THE DOGS' BILL.
The goodness of Parliament all things surpasses;
Its kind fellow-feeling no pride ever clogs:
It has stooped to the representation of asses,
And during last Session it went to the dogs.
How kind of a conclave of Solons and Daniels,
Whose wisdom and greatness there's no one disputes,
To sympathize nobly with lap-dogs and spaniels,
And adopt as their own all the feelings of brutes!

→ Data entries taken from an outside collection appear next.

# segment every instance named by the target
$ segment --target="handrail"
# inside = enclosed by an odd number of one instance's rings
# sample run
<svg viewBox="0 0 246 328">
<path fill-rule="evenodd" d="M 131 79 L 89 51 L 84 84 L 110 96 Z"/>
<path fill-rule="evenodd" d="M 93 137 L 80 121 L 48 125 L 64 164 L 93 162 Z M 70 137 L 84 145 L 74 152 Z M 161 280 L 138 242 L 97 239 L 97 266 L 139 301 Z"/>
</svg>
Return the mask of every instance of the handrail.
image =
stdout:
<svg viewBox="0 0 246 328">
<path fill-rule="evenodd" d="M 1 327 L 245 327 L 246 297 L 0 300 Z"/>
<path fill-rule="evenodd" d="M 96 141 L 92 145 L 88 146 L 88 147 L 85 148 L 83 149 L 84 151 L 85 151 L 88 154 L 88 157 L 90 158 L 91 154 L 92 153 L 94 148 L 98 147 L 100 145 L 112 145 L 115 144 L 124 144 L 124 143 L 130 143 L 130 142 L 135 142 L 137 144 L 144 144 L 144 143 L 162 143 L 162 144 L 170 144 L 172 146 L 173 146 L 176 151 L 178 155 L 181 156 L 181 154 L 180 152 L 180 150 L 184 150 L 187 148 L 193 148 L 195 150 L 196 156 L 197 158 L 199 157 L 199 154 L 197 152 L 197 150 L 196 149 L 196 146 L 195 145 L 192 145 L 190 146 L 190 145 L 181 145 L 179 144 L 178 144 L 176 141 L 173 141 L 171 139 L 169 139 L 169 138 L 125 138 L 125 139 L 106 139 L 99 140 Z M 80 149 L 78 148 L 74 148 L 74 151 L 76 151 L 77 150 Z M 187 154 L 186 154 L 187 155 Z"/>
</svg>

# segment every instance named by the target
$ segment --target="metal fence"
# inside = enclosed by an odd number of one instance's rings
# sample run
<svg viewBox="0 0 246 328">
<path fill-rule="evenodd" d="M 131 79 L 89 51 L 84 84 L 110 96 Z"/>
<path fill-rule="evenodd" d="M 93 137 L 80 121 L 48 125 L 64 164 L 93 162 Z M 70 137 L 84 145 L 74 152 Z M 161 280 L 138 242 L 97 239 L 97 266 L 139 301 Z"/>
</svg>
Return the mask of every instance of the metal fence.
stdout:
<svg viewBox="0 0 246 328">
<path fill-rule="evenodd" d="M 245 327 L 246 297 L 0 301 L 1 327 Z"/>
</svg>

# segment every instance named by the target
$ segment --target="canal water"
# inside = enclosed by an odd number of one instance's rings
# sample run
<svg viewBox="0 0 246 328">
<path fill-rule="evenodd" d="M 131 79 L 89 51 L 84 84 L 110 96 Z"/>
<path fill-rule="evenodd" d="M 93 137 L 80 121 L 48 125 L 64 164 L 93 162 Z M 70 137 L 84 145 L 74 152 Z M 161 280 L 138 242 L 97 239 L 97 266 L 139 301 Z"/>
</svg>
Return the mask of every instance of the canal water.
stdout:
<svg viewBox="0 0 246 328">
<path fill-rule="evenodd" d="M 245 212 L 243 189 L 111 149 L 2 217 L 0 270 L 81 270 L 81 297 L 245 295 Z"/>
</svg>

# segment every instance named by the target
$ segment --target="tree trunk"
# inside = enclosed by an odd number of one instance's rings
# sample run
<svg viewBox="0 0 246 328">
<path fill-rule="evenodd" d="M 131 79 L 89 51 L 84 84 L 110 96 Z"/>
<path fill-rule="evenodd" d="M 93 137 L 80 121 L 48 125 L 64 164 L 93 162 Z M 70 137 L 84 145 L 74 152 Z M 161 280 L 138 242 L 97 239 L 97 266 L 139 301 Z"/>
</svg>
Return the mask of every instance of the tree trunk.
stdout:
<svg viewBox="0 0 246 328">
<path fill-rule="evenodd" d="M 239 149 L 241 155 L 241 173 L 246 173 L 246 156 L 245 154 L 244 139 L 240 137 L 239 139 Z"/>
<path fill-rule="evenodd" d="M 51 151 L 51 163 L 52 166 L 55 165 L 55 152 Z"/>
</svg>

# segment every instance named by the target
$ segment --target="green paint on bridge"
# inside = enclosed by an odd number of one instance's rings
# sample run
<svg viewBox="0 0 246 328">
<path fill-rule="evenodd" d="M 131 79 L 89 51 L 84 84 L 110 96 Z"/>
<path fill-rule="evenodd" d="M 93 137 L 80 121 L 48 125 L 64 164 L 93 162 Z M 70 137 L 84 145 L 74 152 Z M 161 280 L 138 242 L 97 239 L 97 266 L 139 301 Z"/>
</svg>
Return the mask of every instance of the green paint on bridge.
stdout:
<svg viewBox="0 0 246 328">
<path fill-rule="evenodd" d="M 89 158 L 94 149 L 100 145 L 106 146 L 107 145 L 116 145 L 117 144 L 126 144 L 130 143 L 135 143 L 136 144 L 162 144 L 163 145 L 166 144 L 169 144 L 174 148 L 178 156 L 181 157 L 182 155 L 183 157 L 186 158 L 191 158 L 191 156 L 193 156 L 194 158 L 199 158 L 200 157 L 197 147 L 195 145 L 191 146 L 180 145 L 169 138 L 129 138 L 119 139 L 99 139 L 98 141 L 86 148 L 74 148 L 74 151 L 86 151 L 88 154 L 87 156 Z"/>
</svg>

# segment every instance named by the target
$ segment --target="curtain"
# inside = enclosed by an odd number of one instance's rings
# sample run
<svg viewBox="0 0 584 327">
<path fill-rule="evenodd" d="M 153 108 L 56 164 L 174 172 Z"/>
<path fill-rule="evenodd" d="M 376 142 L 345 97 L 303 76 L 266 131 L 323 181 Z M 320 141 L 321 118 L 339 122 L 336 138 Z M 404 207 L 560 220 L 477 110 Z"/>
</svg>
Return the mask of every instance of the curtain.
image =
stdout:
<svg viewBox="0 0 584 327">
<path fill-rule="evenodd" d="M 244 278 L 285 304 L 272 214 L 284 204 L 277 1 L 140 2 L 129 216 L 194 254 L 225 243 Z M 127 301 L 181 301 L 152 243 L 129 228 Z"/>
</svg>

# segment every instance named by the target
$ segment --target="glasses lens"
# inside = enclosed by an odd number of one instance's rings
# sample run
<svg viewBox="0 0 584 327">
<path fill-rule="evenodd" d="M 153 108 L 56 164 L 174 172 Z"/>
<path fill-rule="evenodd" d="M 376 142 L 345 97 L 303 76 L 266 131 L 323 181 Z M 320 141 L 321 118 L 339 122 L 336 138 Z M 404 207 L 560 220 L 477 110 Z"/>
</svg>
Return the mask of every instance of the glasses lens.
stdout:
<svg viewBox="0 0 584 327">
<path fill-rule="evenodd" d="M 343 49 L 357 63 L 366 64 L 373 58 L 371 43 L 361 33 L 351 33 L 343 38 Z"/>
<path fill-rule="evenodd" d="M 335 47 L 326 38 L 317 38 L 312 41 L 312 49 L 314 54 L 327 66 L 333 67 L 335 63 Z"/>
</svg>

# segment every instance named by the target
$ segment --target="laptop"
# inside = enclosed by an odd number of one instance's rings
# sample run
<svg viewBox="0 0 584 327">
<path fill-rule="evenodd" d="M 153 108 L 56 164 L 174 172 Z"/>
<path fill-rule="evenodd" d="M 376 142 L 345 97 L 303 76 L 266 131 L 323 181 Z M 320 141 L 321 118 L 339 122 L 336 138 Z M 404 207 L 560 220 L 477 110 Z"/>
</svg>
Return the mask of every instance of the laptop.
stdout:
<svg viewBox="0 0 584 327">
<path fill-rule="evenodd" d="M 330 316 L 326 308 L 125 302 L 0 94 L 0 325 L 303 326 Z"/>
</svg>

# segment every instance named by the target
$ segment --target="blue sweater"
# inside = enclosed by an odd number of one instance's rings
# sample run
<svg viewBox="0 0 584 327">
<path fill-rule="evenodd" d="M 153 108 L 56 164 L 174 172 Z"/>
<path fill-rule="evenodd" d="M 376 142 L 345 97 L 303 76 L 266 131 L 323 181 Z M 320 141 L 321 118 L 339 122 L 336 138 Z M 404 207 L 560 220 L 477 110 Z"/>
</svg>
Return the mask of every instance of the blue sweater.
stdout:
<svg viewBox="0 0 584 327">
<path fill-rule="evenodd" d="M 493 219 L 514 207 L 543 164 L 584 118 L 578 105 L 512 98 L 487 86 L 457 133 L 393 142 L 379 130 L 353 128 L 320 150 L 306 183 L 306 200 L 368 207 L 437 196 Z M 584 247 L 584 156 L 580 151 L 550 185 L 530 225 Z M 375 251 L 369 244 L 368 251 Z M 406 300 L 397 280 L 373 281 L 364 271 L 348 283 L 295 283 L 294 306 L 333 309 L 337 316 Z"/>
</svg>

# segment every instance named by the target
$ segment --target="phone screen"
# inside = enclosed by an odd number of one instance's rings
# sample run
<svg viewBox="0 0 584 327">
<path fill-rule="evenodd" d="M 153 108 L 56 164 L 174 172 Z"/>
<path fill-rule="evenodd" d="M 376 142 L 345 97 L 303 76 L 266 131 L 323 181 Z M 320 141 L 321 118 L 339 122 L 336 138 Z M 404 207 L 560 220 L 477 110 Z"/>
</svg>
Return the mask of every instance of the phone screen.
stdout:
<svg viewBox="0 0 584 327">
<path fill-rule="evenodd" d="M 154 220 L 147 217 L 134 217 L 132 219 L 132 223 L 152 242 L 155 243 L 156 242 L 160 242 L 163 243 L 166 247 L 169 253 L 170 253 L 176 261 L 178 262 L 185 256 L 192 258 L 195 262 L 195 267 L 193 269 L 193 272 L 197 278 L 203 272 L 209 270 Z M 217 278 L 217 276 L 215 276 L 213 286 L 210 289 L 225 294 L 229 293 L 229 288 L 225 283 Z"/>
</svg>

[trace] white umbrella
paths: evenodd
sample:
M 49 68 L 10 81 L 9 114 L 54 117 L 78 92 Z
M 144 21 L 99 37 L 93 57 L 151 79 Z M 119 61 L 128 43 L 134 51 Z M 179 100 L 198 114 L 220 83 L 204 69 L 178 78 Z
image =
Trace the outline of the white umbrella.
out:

But the dogs of the country are sore discontented,
The Bills to protect them should out have been thrown;
If the species canine is to be represented,
Why is it by London-bred puppies alone?
Theatrical managers also will feel it—
No dogs for performance they now can engage;
In town, by the act (if they do not repeal it),
No dog can be suffered to draw on the stage.
Dog Latin, doxology, reason dogmatic,
And physic, which oft to the dogs has been thrown,—
Are all these confined, by a plan systematic,
To the puppies residing in London alone?
Oh! can it be ever with reason pretended
That civilization's beneficent lights
Have not to the dogs in the country extended,
Which makes them unfit for political rights?
Oh! is there no ear in the House will be harking
To all the complaints which with justice are made?
Oh! where are the members of Houndsditch and Barking?
By them are the dogs of the country betrayed.